Central Nicotinic Receptors and Epileptic Seizures

中枢烟碱受体和癫痫发作

• 批准号: 6529791
• 负责人: BRUCE N COHEN
• 金额: $ 19.75万
• 依托单位: CALIFORNIA INSTITUTE OF TECHNOLOGY
• 依托单位国家: 美国
• 财政年份: 2001
• 资助国家: 美国
• 起止时间: 2001-09-04 至 2004-08-31
• 项目状态: 已结题
• 来源: https://reporter.nih.gov/project-details/6529791
• 关键词: Xenopus oocyte; acetylcholine; calcium flux; calcium indicator; epilepsy; gene mutation; genetic disorder; membrane potentials; neural transmission; neurotransmitter transport; nicotinic receptors; protein structure function; receptor expression; sleep; tissue /cell culture; voltage /patch clamp

Genetic defects cause 20-40 percent of all epilepsies. Several types of inherited epilepsy appear to be linked to nicotinic receptors. However, autosomal dominant nocturnal frontal lobe epilepsy (ADNFLE) is the only one that has been linked to specific nicotinic mutations -alpha4(S248F), alpha4(777ins3), and alpha4(S252L). These mutations produce brief, repetitive seizures that occur primarily during phase 2 sleep. The mechanism of seizure generation has not been established. We hypothesize that a reduction in Ca2+-induced potentiation of the acetylcholine (ACH) response causes ADNFLE seizures. Our preliminary data show that all three presently identified ADNFLE mutations reduce Ca2+ potentiation of the ACH response. However, previous studies show that the alpha4(S248F) mutation also reduces the Ca2+ permeability of the receptor relative to Na+ (Pca/PNa) and, that the alpha4(S248F) and alpha4(777ins3) mutations enhance ACh-induced receptor desensitization. Aim 1 is to determine whether reduced Ca2+ potentiation is the only common functional effect of the ADNFLE mutations. We will express rat versions (S252F, +L264, S256L) of the human ADNFLE mutations with wild-type (WT) rat beta2 subunits in Xenopus oocytes and examine their effects on desensitization, surface expression, receptor turnover, and choline potentiation of the ACH response. Aim 2 is to determine whether all three ADNFLE mutations reduce the Pca/PNa and Ca2+ influx through the receptors. Aim 3 is to demonstrate that the ADNFLE mutations reduce Ca2+ potentiation by enhancing Ca2+ block of the receptor rather than by reducing Ca2+ potentiation per se. Aim 4 is to characterize the mechanism of mutant-induced reductions in Ca2+ potentiation at the single-channel level. Our results should elucidate the connection between central nicotinic receptors and epileptic seizures.

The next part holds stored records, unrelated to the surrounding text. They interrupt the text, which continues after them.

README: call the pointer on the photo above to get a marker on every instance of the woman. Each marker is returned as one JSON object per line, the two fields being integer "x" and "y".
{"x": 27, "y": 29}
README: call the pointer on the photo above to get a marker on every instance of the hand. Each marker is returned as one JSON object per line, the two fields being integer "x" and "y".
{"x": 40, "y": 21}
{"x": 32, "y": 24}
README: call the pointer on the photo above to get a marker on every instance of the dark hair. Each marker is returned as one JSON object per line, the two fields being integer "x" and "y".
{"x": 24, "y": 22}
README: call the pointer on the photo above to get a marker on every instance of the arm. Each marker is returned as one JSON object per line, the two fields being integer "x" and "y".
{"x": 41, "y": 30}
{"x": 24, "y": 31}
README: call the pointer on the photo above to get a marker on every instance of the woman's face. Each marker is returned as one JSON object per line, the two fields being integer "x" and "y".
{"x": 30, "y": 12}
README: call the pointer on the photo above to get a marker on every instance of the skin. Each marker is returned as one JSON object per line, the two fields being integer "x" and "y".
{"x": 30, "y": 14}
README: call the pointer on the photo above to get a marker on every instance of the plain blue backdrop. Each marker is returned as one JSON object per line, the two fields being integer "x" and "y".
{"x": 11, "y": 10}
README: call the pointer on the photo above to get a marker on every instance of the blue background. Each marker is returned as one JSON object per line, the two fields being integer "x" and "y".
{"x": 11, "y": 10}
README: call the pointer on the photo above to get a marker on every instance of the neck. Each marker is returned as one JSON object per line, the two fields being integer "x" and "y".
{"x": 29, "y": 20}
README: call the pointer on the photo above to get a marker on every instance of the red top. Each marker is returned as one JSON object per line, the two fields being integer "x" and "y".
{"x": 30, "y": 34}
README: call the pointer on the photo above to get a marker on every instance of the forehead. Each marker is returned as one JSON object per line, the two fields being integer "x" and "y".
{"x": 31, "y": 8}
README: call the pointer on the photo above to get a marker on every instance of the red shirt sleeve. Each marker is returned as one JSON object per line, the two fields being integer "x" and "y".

20-40% 的癫痫症是由遗传缺陷引起的。几种类型的遗传性癫痫似乎与烟碱受体有关。 然而，常染色体显性遗传性夜间额叶癫痫 (ADNFLE) 是唯一一种与特定烟碱突变 -alpha4(S248F)、alpha4(777ins3) 和 alpha4(S252L) 有关的疾病。 这些突变会产生短暂、重复的癫痫发作，主要发生在第二阶段睡眠期间。 癫痫发作的发生机制尚未确定。 我们假设 Ca2+ 诱导的乙酰胆碱 (ACH) 反应增强的减少导致 ADNFLE 癫痫发作。 我们的初步数据表明，目前发现的所有三种 ADNFLE 突变都会降低 ACH 反应的 Ca2+ 增强作用。 然而，先前的研究表明，α4(S248F) 突变还降低了受体相对于 Na+ (Pca/PNa) 的 Ca2+ 通透性，并且 α4(S248F) 和 α4(777ins3) 突变增强了 ACh 诱导的受体脱敏。 目标 1 是确定 Ca2+ 增强作用降低是否是 ADNFLE 突变的唯一常见功能效应。 我们将在爪蟾卵母细胞中表达人类 ADNFLE 突变的大鼠版本（S252F、+L264、S256L）与野生型（WT）大鼠 β2 亚基，并检查它们对 ACH 脱敏、表面表达、受体周转和胆碱增强的影响回复。 目标 2 是确定所有三种 ADNFLE 突变是否都会减少 Pca/PNa 和 Ca2+ 通过受体的流入。 目标 3 是证明 ADNFLE 突变通过增强受体的 Ca2+ 阻断而不是降低 Ca2+ 增强本身来降低 Ca2+ 增强。 目标 4 是在单通道水平上表征突变体诱导的 Ca2+ 增强降低的机制。 我们的结果应该阐明中枢烟碱受体与癫痫发作之间的联系。